After Paraguay became independent, significant change occurred in Asunción. Under the rule of Gaspar Rodríguez de Francia roads were built throughout the city and the streets were named. However, during the presidency of Carlos Antonio López Asunción saw further progress as the new president implemented new economic policies. More than 400 schools, metallurgic factories and the first railroad service in South America were built during the López presidency. After López died, his son Francisco Solano López became the new president and led the country through the disastrous Paraguayan War that lasted for five years. After the end of the armed conflict, Brazilian troops occupied Asunción until 1876. Many historians have claimed that this war provoked a steady downfall of the city and country, since it massacred two thirds of the country's population. Progress slowed down afterwards, the economy stagnated. After the Paraguayan War, Asunción began a slow attempt at recovery. Towards the end of the 19th century and during the early years of the 20th century, a flow of immigrants from Europe and the Ottoman Empire came to the city.

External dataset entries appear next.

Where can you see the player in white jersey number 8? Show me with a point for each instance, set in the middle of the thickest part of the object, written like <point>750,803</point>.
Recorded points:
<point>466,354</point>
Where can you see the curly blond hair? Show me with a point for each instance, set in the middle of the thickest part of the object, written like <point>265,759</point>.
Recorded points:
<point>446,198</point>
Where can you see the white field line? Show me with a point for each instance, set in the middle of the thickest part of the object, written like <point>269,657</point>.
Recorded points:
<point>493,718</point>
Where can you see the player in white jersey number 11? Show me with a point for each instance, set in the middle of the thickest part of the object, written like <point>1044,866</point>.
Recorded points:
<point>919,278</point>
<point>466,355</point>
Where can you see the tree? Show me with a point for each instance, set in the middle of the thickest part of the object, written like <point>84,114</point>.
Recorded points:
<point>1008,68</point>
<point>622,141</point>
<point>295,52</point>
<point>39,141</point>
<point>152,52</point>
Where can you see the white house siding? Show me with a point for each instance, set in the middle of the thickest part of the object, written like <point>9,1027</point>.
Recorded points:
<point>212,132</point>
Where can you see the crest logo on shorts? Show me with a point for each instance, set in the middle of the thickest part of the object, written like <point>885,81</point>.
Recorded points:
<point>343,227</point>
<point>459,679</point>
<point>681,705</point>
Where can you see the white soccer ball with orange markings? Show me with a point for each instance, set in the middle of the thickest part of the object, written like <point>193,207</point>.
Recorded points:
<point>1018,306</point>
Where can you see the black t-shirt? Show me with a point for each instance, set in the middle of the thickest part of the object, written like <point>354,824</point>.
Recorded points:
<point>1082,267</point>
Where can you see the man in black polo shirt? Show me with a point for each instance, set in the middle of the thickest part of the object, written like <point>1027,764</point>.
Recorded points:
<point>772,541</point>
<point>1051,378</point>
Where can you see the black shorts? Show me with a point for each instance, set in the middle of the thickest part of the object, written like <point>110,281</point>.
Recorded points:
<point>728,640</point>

This led to a change in the appearance of the city as many new buildings were built and Asunción went through an era more prosperous than any since the war. Asunción is located between the parallels 25° 15' and 25° 20' of south latitude and between the meridians 57° 40' and 57° 30' of west longitude; the city sits on the left bank of the Paraguay River at the confluence of this river with the River Pilcomayo. The Paraguay River and the Bay of Asunción in the northwest separate the city from the Occidental Region of Paraguay and Argentina in the south part of the city; the rest of the city is surrounded by the Central Department. With its location along the Paraguay River, the city offers many landscapes. Places such as Cerro Lambaré, a hill located in Lambaré, offer a spectacular show in the springtime because of the blossoming lapacho trees in the area. Parks such as Parque Independencia and Parque Carlos Antonio López offer large areas of typical Paraguayan vegetation and are frequented by tourists.